Wednesday, February 08, 2012

HOPE AND SUICIDE PREVENTION

I am searching for the articles that explicitly link hope and suicide prevention. It’s surprising how little I am finding. Somehow I had expected to find more. Though some of the writing mentions hope, the word is usually in the title. After that, it’s not mentioned again.
Here lies a great opportunity for the growth of hope work. People like to talk about hope. In my experience, people who are thinking about suicide like to talk about hope, not in the first moment, but later, after you’ve heard them speak of suicide, after they get past that first terrifying few minutes of declaring that they don’t have any hope. They like to come at hope from the back door, to talk about what they would do if they were more hopeful. They like to talk about it in symbols. They can tell you about a picture that could remind them of hope if they saw it first thing in the morning, and then, as an act of hope, they can make a plan to hang such a picture within sight of their beds. They can name a person who comes to mind when they think of hope.
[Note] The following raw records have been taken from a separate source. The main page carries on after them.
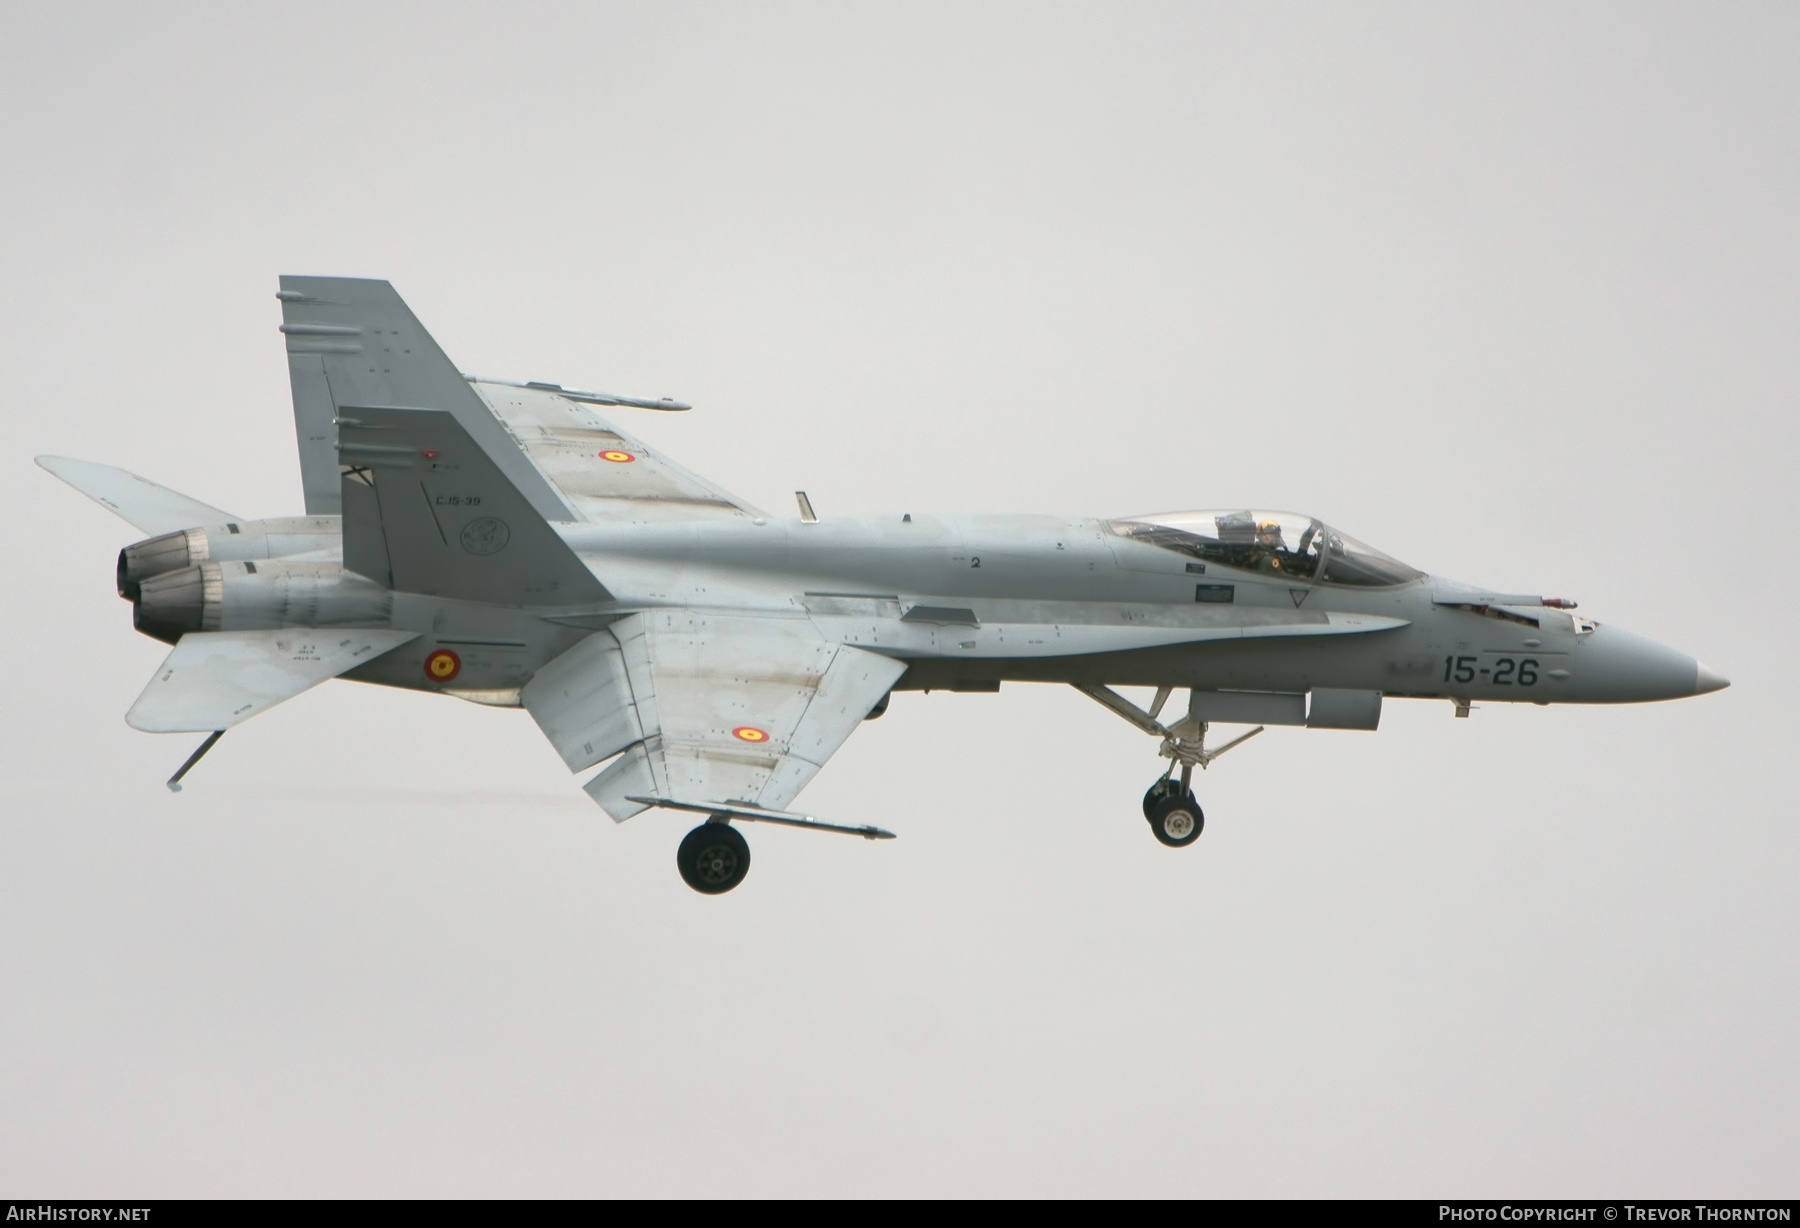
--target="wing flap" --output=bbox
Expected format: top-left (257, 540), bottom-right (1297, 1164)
top-left (760, 644), bottom-right (908, 809)
top-left (526, 612), bottom-right (903, 822)
top-left (586, 742), bottom-right (662, 816)
top-left (127, 629), bottom-right (419, 732)
top-left (521, 627), bottom-right (646, 772)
So often, when people talk to us about suicide, and we listen, we hear only the hopelessness. Hearing that, it falls to us to introduce the idea of hope, to open up the conversation. Here lies the opportunity for hope work, to develop the hopeful ear, to listen as a hopeful person would listen, with the conviction that the hope will be in there somewhere and we’ll find it, when we search. These are some early steps that we can take to link hope and suicide prevention.